What does a TV season even mean anymore?
This summer, Netflix announced that it was splitting the final season of Stranger Things into three separate parts, following shows like The Sandman and Wednesday that had their respective second seasons split into multiple parts as well.
The trend of fracturing television seasons is certainly growing, it is also ruining the TV watching experience in the process.
By breaking up seasons into various parts, streamers are losing their edge over traditional programmers and networks. In the break between the season’s parts, audiences flee elsewhere to platforms where they can either binge TV shows entirely, or watch them on the traditional week-to-week basis.
The gap between each part of these shows is only a few weeks, which is more of a grating choice than one that makes sense creatively for these series. Instead of splitting these seasons into halves, why not simply stagger their episodic releases like other streamers still do?

Week-to-week releases for shows from other streamers and cable television work because it establishes consistencies. There’s a routine there that has been in place for decades, so that, as a viewer, it’s easier to get accustomed to the mid-season break of a show like Grey’s Anatomy or 9-1-1.
But when a streamer markets itself as a place where you can consume all episodes of a new show in the same day, suddenly splitting these seasons is wildly confusing. With this fracturing of seasons now on the rise, it’s clear there is a misunderstanding of what draws viewers to modern TV’s most popular shows.
The tide is turning against the binge-model that became trendy in the late 2010s. Weekly release schedules helped skyrocket the popularity of some of this year’s most acclaimed shows, with The Pitt, The Gilded Age and The White Lotus garnering higher viewership numbers each week they were on screen. Audiences relish the weekly release experience, which allows them to watch along with friends and theorize about plot twists with other viewers online.
Netflix, once a titan in the streaming world, seems torn between emulating the successes of other shows and holding on to the binge-model that revolutionized modern television.
Staggering these split seasons with such short breaks in between doesn’t build anticipation for casual viewers and dedicated fans, nor does it allow these shows to hold space in viewers’ minds for longer than a few days. Instead, these seasons (and their respective shows) fizzle out; they linger in our minds for a brief moment, before disappearing from the cultural consciousness altogether. This gap between seasons kills the momentum of many of these shows entirely.
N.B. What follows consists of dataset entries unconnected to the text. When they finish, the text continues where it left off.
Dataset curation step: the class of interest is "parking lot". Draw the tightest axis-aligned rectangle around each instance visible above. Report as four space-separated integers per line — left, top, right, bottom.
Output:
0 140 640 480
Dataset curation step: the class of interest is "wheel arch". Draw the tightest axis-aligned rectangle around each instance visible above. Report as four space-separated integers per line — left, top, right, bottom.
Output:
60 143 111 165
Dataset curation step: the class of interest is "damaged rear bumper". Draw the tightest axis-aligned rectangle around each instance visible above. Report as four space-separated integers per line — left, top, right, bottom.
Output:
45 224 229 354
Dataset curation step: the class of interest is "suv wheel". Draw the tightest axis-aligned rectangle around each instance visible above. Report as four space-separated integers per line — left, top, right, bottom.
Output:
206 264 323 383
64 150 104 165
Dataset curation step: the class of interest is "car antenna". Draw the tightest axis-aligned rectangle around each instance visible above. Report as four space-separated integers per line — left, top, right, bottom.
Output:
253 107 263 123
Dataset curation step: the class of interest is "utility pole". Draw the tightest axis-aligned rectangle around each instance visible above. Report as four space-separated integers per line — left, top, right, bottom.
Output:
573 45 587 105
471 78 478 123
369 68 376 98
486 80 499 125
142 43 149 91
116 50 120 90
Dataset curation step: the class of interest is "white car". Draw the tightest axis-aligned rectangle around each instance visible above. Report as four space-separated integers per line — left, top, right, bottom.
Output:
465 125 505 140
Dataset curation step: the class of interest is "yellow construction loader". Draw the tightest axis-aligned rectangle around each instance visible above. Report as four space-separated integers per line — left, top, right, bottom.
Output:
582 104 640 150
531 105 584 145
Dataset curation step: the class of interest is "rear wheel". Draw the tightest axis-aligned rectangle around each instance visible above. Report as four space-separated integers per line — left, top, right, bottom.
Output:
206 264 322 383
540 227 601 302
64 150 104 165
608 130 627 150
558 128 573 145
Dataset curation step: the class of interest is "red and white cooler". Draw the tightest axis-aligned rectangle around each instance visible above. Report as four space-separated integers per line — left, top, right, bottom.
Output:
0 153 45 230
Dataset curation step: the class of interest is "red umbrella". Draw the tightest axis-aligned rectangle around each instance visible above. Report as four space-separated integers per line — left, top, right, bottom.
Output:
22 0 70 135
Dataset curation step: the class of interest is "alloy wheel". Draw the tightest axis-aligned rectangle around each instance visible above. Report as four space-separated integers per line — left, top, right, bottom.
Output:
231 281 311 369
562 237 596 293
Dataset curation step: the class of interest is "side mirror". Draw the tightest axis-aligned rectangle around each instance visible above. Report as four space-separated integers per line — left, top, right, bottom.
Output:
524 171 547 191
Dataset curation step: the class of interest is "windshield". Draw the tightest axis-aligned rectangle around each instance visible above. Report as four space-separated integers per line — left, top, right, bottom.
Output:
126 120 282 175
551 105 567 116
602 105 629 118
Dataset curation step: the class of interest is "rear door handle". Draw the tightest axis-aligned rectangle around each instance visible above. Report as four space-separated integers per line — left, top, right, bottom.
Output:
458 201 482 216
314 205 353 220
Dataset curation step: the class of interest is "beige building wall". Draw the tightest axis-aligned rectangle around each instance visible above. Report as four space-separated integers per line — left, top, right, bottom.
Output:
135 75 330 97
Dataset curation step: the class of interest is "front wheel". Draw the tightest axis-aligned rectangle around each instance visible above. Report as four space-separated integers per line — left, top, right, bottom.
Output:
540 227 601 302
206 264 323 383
The Sandman was a massive success in its first season, ranking at number one globally on Netflix’s Top 10 titles with 69.5 million hours viewed. Its second and final season, separated into two separate volumes with a final singular episode released a few days after that, came and went without much fanfare.
Compared to its first season’s shattering numbers, Season 2 only garnered 28.2 million hours viewed during its first week of its release. While we could chalk that up to the allegations surrounding Neil Gaiman, it’s clear that this split-release model, and the three years it took for this second season to come out, also hindered its success.
None of these shows—save for Stranger Things—have secured enough of a position in the cultural zeitgeist to warrant being split up like this. In the case of the science fiction series, it is undeniably one of the biggest shows of the last decade. By splitting the final season up, it’s clear Netflix wants to emulate blockbuster film tactics seen in Marvel’s Infinity War and Avengers: Endgame, staggering the final episodes as if they were three separate films, rather than three separate parts of the same season. While the final season of the series is highly anticipated by some, the time it’s taken for it to come out has hindered its relevancy.

Netflix’s binge model was created to emulate that of the movie-theatre experience; watch a whole story unfold in the span of a day, but in the comfort of your own home. Now, the streamer exists in a limbo between what originally drew subscribers to their company and how TV was originally meant to be viewed.
Breaking television seasons apart doesn’t benefit the viewer or the creative teams behind these shows. It benefits the business. It’s clear that streamers are desperate to entice their viewers with crumbs rather than a whole meal, like an owner drawing their skittish dog in with a bone.
The result is an unsatisfied audience who longs for the days when TV was released weekly, but who have no idea how to seek that out in a television landscape dominated by streamers who grow more out of touch by the year.